Keywords: reproducible
Whiteboard: [systemsfe][b2g-crash] → [b2g-crash]
Summary: [crash] B2G process with a SIGSEGV when loading an operator poweron mp4 → [crash] B2G process dies when loading an operator poweron mp4
I confirmed that the crash happens at TextureHost::Create().
(In reply to Sotaro Ikeda [:sotaro] from comment #1) > I confirmed that the crash happens at TextureHost::Create(). The crash seems same as Bug 929005 Comment 16.
Component: General → Graphics: Layers
Product: Firefox OS → Core
I regenerate the crash by attaching GDB.
Assignee: nobody → sotaro.ikeda.g
(In reply to Sotaro Ikeda [:sotaro] from comment #1) > I confirmed that the crash happens at TextureHost::Create(). It failed because, LayerManagerComposite and CompositorOGL were still not created. They are created by a first function call to top drawing nsWindow's nsWindow::GetLayerManager() call. http://mxr.mozilla.org/mozilla-central/source/widget/gonk/nsWindow.cpp#548 First created nsWindow is not a drawing window.
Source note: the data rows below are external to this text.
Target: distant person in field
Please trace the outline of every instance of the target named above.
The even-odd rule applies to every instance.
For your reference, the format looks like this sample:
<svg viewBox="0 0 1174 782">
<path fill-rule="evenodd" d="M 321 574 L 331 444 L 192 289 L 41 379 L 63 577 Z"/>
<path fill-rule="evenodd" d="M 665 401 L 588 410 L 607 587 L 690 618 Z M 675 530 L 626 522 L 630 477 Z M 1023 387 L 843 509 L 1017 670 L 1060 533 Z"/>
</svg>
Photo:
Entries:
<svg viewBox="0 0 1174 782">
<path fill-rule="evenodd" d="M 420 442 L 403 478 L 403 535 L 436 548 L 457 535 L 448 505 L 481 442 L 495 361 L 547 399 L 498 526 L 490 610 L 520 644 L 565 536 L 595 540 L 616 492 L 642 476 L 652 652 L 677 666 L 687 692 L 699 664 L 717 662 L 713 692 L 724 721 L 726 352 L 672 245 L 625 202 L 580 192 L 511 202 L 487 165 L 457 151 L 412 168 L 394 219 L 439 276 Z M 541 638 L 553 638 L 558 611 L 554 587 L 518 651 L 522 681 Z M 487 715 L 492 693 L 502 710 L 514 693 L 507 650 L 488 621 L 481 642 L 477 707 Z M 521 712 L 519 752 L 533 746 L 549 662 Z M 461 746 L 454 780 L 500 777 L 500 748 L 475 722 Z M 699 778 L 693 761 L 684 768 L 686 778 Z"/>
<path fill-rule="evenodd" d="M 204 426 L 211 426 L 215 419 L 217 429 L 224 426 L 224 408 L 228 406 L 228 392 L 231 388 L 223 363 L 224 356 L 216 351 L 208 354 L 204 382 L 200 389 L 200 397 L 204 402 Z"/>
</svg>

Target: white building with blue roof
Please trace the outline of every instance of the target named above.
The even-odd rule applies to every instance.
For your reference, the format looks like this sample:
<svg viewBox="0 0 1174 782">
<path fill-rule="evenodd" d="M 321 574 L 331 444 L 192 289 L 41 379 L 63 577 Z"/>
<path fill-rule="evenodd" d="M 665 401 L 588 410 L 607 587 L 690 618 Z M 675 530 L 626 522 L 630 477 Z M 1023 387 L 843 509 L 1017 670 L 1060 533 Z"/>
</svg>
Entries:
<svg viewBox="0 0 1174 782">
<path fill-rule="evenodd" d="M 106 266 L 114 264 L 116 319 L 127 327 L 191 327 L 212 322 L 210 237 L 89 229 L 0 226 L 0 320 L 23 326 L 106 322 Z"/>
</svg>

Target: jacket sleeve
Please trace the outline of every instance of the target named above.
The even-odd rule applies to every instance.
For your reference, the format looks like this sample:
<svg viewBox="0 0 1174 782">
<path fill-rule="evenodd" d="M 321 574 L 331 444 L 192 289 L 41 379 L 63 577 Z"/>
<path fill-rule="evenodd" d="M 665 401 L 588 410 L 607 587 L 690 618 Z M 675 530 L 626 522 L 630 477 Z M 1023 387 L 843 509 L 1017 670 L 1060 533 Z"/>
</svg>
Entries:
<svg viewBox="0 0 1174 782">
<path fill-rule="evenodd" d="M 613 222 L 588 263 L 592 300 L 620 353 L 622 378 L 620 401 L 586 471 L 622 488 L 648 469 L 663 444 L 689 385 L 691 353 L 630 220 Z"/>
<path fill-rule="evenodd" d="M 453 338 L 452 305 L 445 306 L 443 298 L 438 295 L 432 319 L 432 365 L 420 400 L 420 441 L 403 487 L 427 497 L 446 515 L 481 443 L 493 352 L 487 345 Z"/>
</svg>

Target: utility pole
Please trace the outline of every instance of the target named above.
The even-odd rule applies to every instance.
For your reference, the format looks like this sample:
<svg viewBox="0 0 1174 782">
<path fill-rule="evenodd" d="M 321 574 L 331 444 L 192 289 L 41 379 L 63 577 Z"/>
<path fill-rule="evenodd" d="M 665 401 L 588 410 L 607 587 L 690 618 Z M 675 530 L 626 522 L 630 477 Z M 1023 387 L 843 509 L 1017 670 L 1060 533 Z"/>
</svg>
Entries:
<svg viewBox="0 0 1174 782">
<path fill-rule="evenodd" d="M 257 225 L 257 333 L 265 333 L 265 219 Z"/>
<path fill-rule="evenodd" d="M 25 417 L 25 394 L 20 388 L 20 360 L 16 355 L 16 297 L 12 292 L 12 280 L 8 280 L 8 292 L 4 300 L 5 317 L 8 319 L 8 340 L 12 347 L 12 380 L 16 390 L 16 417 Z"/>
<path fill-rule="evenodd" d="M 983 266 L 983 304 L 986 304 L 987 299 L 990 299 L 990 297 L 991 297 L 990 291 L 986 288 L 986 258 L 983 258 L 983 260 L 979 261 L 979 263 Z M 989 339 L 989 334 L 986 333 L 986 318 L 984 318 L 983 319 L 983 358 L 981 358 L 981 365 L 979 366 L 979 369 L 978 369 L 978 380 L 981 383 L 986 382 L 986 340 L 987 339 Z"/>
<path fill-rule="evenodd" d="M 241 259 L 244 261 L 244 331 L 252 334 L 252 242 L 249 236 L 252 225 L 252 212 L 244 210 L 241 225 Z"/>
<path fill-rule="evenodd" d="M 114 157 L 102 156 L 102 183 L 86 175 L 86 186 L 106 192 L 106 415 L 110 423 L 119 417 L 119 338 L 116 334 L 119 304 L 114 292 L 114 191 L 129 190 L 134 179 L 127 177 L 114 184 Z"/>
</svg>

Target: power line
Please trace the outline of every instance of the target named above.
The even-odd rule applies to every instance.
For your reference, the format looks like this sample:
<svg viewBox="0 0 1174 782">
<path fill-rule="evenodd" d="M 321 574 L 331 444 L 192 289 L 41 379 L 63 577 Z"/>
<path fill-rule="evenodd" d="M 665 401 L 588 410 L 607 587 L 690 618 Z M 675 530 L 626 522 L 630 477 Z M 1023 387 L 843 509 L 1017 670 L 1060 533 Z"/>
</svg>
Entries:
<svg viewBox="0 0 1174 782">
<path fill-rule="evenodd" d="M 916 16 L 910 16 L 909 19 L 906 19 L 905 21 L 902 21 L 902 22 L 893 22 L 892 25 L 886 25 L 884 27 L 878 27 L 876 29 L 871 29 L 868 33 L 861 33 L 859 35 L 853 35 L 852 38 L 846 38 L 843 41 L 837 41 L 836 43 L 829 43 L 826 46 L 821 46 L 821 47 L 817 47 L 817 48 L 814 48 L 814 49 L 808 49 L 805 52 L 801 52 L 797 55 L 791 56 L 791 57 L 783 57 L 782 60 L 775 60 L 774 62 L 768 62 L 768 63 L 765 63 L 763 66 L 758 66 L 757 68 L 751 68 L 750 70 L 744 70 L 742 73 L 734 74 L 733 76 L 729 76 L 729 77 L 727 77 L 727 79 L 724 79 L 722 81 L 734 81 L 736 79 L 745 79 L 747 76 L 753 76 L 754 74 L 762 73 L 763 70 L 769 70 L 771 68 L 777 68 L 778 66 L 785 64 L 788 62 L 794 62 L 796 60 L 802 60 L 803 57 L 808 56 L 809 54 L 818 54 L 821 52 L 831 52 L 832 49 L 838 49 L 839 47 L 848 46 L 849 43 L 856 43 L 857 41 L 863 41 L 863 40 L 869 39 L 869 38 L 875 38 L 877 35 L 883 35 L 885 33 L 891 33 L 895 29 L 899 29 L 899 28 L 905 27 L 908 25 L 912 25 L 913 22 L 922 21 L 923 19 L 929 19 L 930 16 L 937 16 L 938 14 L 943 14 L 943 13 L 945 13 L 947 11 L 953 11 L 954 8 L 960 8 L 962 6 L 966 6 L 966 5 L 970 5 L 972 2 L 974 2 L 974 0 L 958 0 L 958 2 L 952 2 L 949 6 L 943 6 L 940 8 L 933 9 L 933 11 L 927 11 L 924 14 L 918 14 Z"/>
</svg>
If GetLayerManager() is called on the nsWindow, as a result two LayerManagerComposites are created, second HwcComposer2D::TryHwComposition() call fell into stack state and drawing did not updated anymore.
ImageBridge tried to create a TextureHost, even when there is no ClientLayerManager and nsVideoFrame.
I am not sure how to add nsWindow::GetLayerManager(). I temporarily add it to HTMLMediaElement. Confirmed that the power on video was drawn correctly on master hamachi.
(In reply to Sotaro Ikeda [:sotaro] from comment #4) > > First created nsWindow is not a drawing window. It seems "hidden window".
By attachment 8340732 [details] [diff] [review], white screen was drawn for shot period and then start video rendering.
This patch did cause white screen before a power on video rendering.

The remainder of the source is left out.